Jeder Arzt oder Therapeut gerät zuweilen an Patienten, die ein bisschen aus der Art schlagen. Wir Wackelhälse sind genau solche Besonderlinge, denen anscheinend alles schadet, was sich bei anderen als hilfreich bewährt. Gäbe es nur sowas wie eine Spezialbehandlung, die genau auf unsere Eigenarten abgestimmt ist. Vielleicht das Muldowney Protocol?


Bis zum Anschlag

Wer mit Beschwerden im Bewegungsapparat einen Arzt aufsucht, erhält oft ein Rezept für Physiotherapie – denn die hat sich bei vielen Beschwerden als hilfreich erwiesen. Selbstverständlich orientiert sich die Art der Behandlung immer am jeweiligen Krankheitsbild und am körperlichen Zustand des Patienten. Trotzdem behaupte ich, dass die meisten von uns ihren Therapeuten schon einmal dazu gebracht haben, Folgendes zu auszusprechen: „Na, Sie sind aber steif!“

Kaum ist dieser Satz verklungen, findet man sich plötzlich bäuchlings auf einer Liege wieder und steckt damit schon mittendrin im altbewährten Prozess für mehr Beweglichkeit, bessere muskuläre Kontraktionsfähigkeit und Schmerzlinderung: Man wird erstmal massiert, hübsch gelockert und bis zum Anschlag gedehnt, sodass hinterher gezielt der Aufbau von Muskulatur betrieben werden kann. (In etwa so. Ganz grob.)

Steif oder Spasti?

Nun ist es aber so, dass Menschen, die zu Überbeweglichkeit neigen, besonders diejenigen mit dem Ehlers-Danlos-Syndrom (EDS) oder der Hypermobility Spectrum Disorder (HSD) – und damit auch Wackelhälse – immens darauf angewiesen sind, dass ihre Muskulatur dauerhaft unter Spannung steht. Auf diese Weise wird Stabilität in den Gelenken erzeugt. Steifheit ist all das nicht, sondern goldrichtige und unter keinen Umständen aufzulösende Schutzspastizität.
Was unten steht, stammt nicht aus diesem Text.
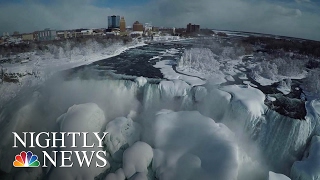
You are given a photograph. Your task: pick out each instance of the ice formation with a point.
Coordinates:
(80, 118)
(274, 176)
(309, 167)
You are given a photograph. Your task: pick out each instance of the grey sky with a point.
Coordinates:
(298, 18)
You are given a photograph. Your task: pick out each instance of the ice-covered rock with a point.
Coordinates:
(200, 93)
(274, 176)
(118, 175)
(285, 86)
(141, 81)
(80, 118)
(309, 167)
(175, 88)
(191, 146)
(281, 139)
(121, 131)
(136, 159)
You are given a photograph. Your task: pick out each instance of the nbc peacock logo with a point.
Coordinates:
(26, 160)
Denn was geschieht, wenn Muskeln, die krampfhaft ein haltloses Gelenk stabilisieren, zur Entspannung gebracht und vehement gedehnt werden? Ganz einfach, damit steigert sich das Risiko für (Sub)Luxationen und Verletzungen im Gelenk. Kevin Muldowney erkannte dieses Risiko bei EDS-Patienten und entwickelte daraufhin eine eigene Vorgehensweise, bei der voreilige Muskelentspannung möglichst vermieden wird: das Muldowney Protocol.

Es ist in zwei Phasen unterteilt.

Phase eins

Phase eins konzentriert sich auf die schrittweise Stärkung der Gelenke im gesamten Körper. Dabei wird der Körper in drei Übungsabläufe unterteilt:

  1. Iliosakralgelenk und Lendenwirbelsäule
  2. Halswirbelsäule, Brustwirbelsäule und obere Extremitäten und
  3. untere Extremitäten.

Mit Hilfe dieser Unterteilung kann der Therapeut seine Behandlung auf einen Bereich des Körpers konzentrieren, während der Patient denselben Bereich innerhalb des Protokolls stärkt. Ist Phase eins abgeschlossen, sollte die Mehrheit der Patienten wieder in der Lage sein, die meisten Aktivitäten des Alltags auszuführen und ein Leben ohne erhöhte Schmerzen oder Subluxationen führen können. Anschließend beginnt Phase zwei.

Phase zwei

Phase zwei ist in drei Übungsabschnitte unterteilt:

  1. Drehfortschritt
  2. dynamischer Gleichgewichtsverlauf und
  3. Ruderfortschritt.

Sobald das höchste Niveau für jede Phase erreicht ist, wird dem Patienten ein ausführliches Übungsprogramm für Zuhause an die Hand gegeben. Die Übungen dazu findet ihr in Muldowneys Buch „Living life to the fullest with Ehlers-Danlos Syndrome“*.

Wie das Buch funktioniert

Muldowney schlägt vor, dass EDS-Patienten die ersten beiden Kapitel seines Buches lesen und es anschließend ihrem Physiotherapeuten (den sie unbedingt haben sollten) in die Hand drücken. Im Buch gibt es nämlich Passagen, die sich speziell an Laien richten („For the person with EDS“), und ebenso Passagen, die Leute vom Fach dabei unterstützen sollen, EDS-Patienten bei der Durchführung des Muldowney Protocols zur Seite zu stehen („For the physical therapist“).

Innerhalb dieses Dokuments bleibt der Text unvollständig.